BLORA, Selasa (24/03/2020) suaraindonesia-news.com – Wabah virus corona (Covid-19) yang merupakan pandemi global, dari itu Kabupaten Blora mensikapi dengan langkah penanggulangan dan pencegahan dengan melakukan penyemprotan desinfektan di tempat umum.

Corona yang sedang ganas-ganasnya ini membuat semua daerah di Indonesia berupaya waspada, untuk mengantisipasi, termasuk Kabupaten Blora memutuskan untuk melakukan penyemprotan desinfektan di kantor yang lebih dikenal sebagai pusat keramaian dan tempat interaksi umum untuk mengantisipasi penyebaran virus corona atau Covid-19.

”Berbagai upaya kami lakukan untuk mencegah penyebaran virus corona. Apalagi ini sudah menjadi wabah global, jadi kami terus melakukan upaya,” Kata Martono, Camat Kedungtuban. Selasa (24/3/2020).

Dia berupaya mengantisipasi covid-19, dilingkungan Kecamatan Kedungtuban, Kabupaten Blora, bersama TNI, Polri, PMI, dan UPT Puskesmas Kedungtuban, dengan melaksanakan kegiatan penyemprotan desinfektan di fasilitas umum, Pasar Desa Wado, Stasiun Kereta Api, Pondok Pesantren, Sekolahan, Musholla dan Masjid dengan tujuan edukasi kepada masyarakat termasuk melaksanakan cuci tangan memakai sabun dan membuat masyarakat nyaman karena fasilitas umum telah di semprot.

Selain melakukan penyemprotan ditempat umum, dia juga melakukan sosialisasi pencegahan di kantor dengan menyediakan air dan sabun, agar setiap staf sebelum masuk Kantor harus cuci tangan, dan mengumumkan kepada masyarakat dengan mobil keliling ke Desa – Desa.

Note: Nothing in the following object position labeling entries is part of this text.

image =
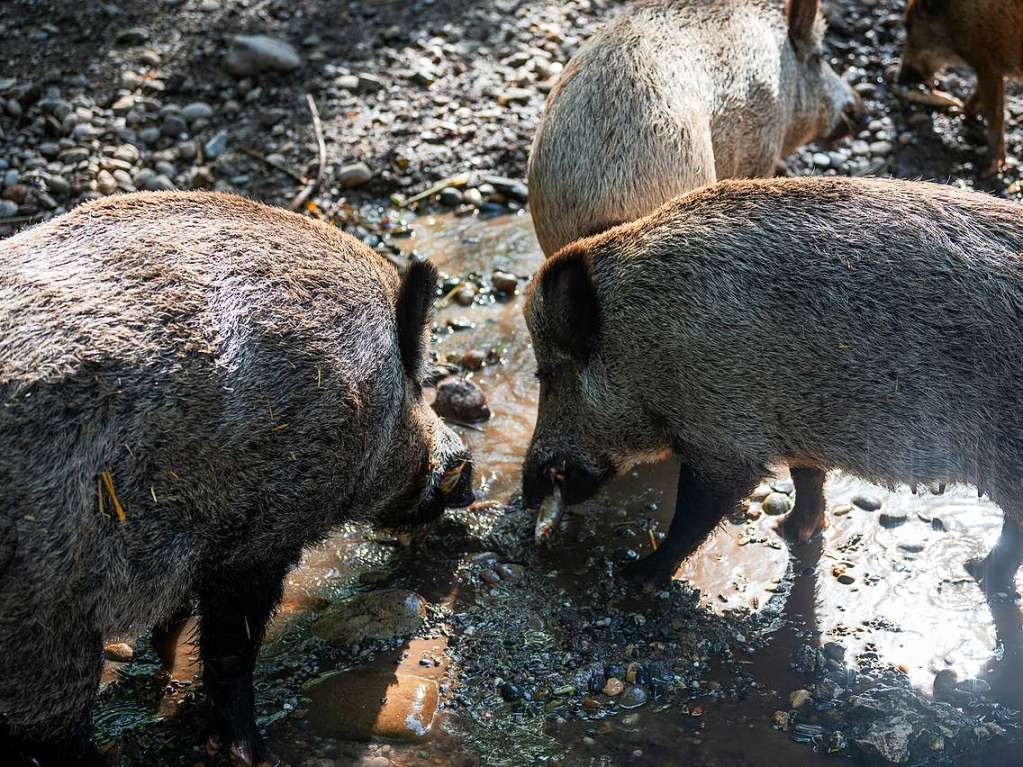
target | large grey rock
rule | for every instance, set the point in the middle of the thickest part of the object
(374, 616)
(251, 54)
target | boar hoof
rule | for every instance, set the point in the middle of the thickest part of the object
(650, 574)
(993, 169)
(801, 529)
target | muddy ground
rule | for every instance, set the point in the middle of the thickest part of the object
(871, 645)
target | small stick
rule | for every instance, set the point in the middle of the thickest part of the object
(108, 484)
(310, 187)
(276, 166)
(463, 424)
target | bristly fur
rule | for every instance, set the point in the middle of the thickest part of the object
(896, 309)
(673, 95)
(233, 371)
(415, 305)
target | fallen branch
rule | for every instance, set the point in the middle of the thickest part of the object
(311, 185)
(276, 166)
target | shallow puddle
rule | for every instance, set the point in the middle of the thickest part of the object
(903, 592)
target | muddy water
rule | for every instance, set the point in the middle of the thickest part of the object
(904, 593)
(910, 596)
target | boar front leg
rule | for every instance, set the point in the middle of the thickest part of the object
(996, 572)
(234, 608)
(807, 515)
(702, 503)
(991, 97)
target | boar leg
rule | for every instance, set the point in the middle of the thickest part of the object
(991, 94)
(48, 696)
(996, 572)
(807, 515)
(702, 503)
(234, 610)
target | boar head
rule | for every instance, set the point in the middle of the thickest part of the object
(826, 107)
(427, 467)
(591, 423)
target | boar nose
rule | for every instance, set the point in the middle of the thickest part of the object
(456, 485)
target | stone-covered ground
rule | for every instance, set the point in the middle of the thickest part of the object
(443, 98)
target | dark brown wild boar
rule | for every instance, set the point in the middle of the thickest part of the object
(986, 35)
(896, 307)
(672, 95)
(193, 388)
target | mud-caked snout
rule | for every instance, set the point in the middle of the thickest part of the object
(579, 481)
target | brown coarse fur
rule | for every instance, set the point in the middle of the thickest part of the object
(675, 94)
(193, 388)
(986, 35)
(894, 309)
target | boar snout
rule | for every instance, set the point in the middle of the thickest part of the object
(908, 75)
(578, 483)
(851, 120)
(456, 482)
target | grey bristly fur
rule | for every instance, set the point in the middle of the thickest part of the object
(235, 368)
(869, 325)
(672, 95)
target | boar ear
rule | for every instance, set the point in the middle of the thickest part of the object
(570, 303)
(802, 24)
(415, 304)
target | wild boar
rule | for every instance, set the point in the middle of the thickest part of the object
(985, 36)
(194, 387)
(896, 308)
(674, 95)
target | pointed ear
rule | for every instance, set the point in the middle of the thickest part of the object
(571, 304)
(802, 24)
(415, 308)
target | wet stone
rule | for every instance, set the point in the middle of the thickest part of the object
(866, 502)
(363, 704)
(633, 696)
(461, 400)
(775, 504)
(119, 652)
(354, 175)
(374, 616)
(892, 519)
(251, 54)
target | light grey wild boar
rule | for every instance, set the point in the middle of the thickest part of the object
(986, 35)
(674, 94)
(193, 388)
(896, 309)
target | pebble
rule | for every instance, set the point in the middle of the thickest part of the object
(775, 504)
(633, 696)
(866, 502)
(510, 572)
(196, 110)
(216, 145)
(251, 54)
(105, 182)
(119, 652)
(798, 698)
(613, 687)
(504, 282)
(892, 519)
(354, 175)
(461, 400)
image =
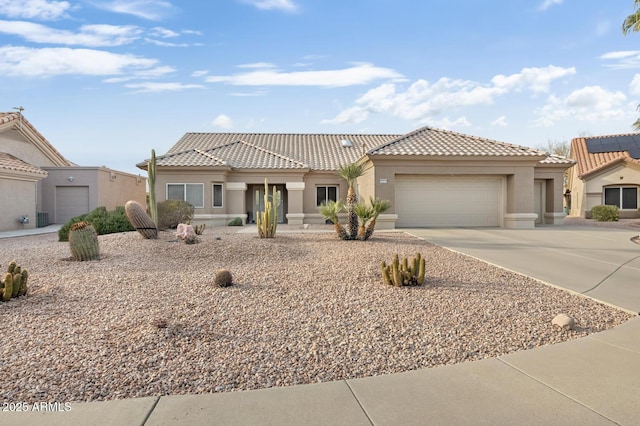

Sementara itu Camat Cepu, Luluk Kusuma Agung Ariadi ketika dikonfirmasi diruang kerjanya menyampaikan, bahwa semuanya sudah dilakukan dengan penyemprotan desinfektan di tempat umum, yaitu Masjid, Sekolahan, Pasar, kantor kantor dan lainnya yang ada hubungannya dengan masyarakat umum.

“Kami pihak forkampimcam menghimbau kepada masyarakat cepu khusunya untuk melakukan tindakaan pembubaraan massa yang bergrombol ditempat umum, patroli anak sekolah, yang terdiri dari petugas gabungan selain forkompincam, juga, ormas, tokoh masyarakat, banser, STTR bergabung dalam satuan petugas waspada corono covid-19.

“Untuk itu kesekretariatan Satuan Petugas, kami tempatkan di pendopo Kecamatan Cepu, dan saat ini banyaknya peran pendatang di kota Cepu merupakan bagian dari kewaspadaan kita,” terangnya.

Karena Cepu kata dia, merupakan pintu gerbang perbatasan Jawa Tengan dan Jawa Timur.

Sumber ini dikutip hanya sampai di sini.